I want to start this post by expressing my admiration for the courage of those who have given their lives in military action in “defence” (which at least in the case of US and UK forces in Iraq and Afghanistan means “attack”) of their countries. And I have great sympathy for those who have lost loved ones. I also feel a great sadness that most of their lives have been given in vain, or at best in partly successful attempts to undo the damaging results of previous wars pursued by their own countries.
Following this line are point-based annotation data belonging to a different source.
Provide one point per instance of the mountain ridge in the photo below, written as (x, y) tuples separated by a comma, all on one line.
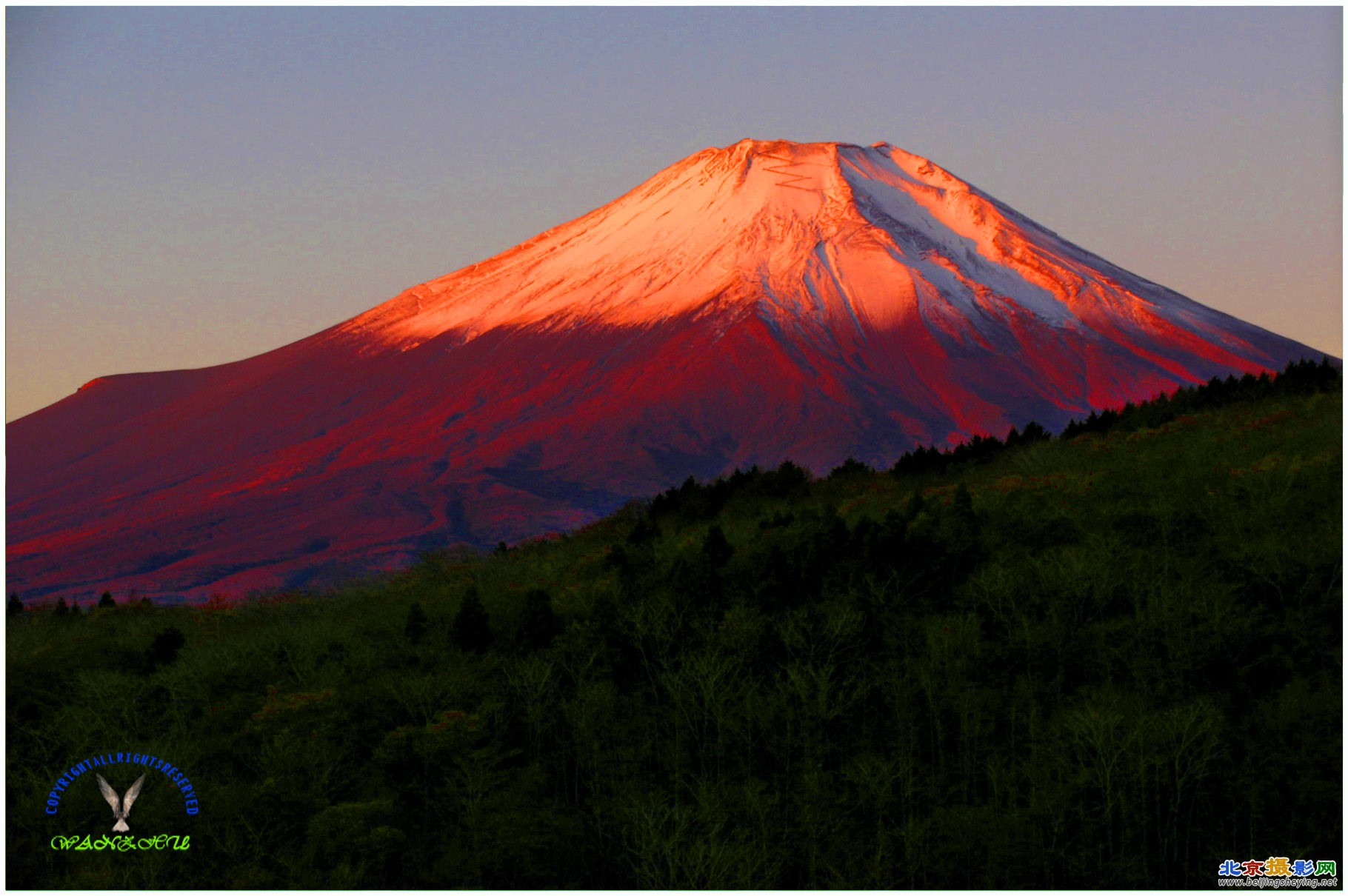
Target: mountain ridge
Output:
[(749, 304)]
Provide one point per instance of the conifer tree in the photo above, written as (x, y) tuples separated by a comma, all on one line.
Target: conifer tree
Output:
[(416, 626), (538, 624), (471, 629)]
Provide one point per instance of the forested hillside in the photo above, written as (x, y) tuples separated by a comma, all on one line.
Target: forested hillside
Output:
[(1104, 659)]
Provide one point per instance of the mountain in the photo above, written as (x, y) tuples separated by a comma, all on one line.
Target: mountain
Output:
[(751, 304)]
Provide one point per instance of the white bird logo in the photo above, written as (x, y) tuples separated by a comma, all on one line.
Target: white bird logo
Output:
[(120, 807)]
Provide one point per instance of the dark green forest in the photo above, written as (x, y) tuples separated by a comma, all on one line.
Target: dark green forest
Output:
[(1108, 658)]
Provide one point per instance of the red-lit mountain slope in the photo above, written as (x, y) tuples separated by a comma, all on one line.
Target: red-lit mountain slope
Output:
[(747, 305)]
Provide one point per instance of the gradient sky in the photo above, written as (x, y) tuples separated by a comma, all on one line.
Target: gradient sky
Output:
[(194, 187)]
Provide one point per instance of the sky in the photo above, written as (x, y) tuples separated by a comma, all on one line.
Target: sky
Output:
[(190, 187)]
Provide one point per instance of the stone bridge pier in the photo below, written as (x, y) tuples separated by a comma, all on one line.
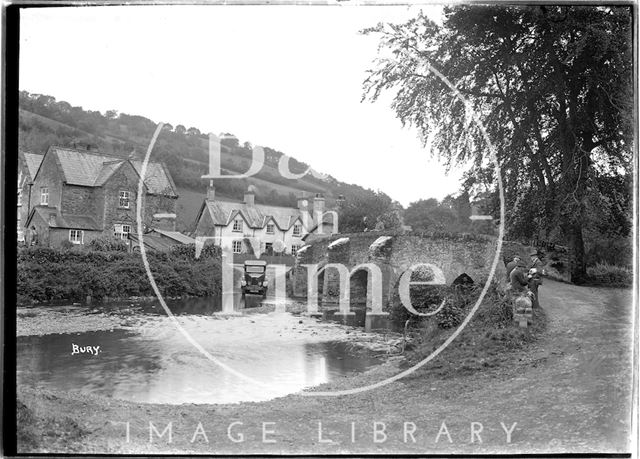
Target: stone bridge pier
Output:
[(365, 268)]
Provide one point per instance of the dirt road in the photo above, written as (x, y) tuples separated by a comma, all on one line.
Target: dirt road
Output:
[(569, 392)]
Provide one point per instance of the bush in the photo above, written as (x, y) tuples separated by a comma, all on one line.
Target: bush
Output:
[(610, 275), (46, 275), (108, 244)]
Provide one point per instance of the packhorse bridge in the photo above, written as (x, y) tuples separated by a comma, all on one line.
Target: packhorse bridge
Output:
[(373, 264)]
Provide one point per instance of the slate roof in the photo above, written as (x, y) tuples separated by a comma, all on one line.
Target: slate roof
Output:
[(256, 216), (84, 222), (91, 168)]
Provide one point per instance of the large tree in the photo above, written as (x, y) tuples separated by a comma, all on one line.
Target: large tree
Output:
[(552, 85)]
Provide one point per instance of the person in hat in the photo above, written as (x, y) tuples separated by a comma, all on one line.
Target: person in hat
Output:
[(536, 271), (511, 265), (518, 278)]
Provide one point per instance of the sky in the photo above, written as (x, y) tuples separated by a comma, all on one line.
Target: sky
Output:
[(286, 77)]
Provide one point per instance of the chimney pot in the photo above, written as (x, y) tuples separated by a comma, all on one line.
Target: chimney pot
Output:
[(318, 203), (211, 191), (249, 198)]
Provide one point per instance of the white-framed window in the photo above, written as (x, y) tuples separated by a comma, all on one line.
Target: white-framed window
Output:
[(124, 197), (44, 195), (121, 231), (76, 236)]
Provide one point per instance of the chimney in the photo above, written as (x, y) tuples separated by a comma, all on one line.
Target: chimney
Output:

But I do object to the way in which remembrance of war heroes has been brought into churches. Yesterday almost every church in my country would have included in its morning service an act of remembrance. Now I suppose it is good in church to remember those who have died, but what is the reason for specifically marking the deaths of those who have died in war? Is it not some kind of glorification of war? But any kind of glorification of war is totally contrary to the spirit of Jesus as portrayed in the New Testament. It is also contrary to the teaching of the early church, as demonstrated by Anglican priest Tim Chesterton in a series of posts over the last few days Christians and War: The Early Church Speaks #1 #2 #3 #4 #5. See also the Mennonite badge which Tim posts a picture of: To remember is to work for PEACE.
If military people wish to have their own parades to mark their fallen comrades, they are welcome to do so. But please can they do so well away from the churches, whose fundamental attitudes are, or should be, completely at odds with theirs. And please can churches stop pandering to the expectations of those in the world outside, and of those among their own numbers, who hold anti-Christian militaristic views and expect the church to hold ceremonies for them, and disrupt its own regular programmes to do so.
I am prepared to attend my own church on Remembrance Sunday only because we have a very low key act of remembrance, with no military symbols displayed. For the last few years I have quietly absented myself from the main hall for the act of remembrance. This year I was on duty at the back, so stayed in the building but remained seated, in a place where I could not be seen so I didn’t give offence.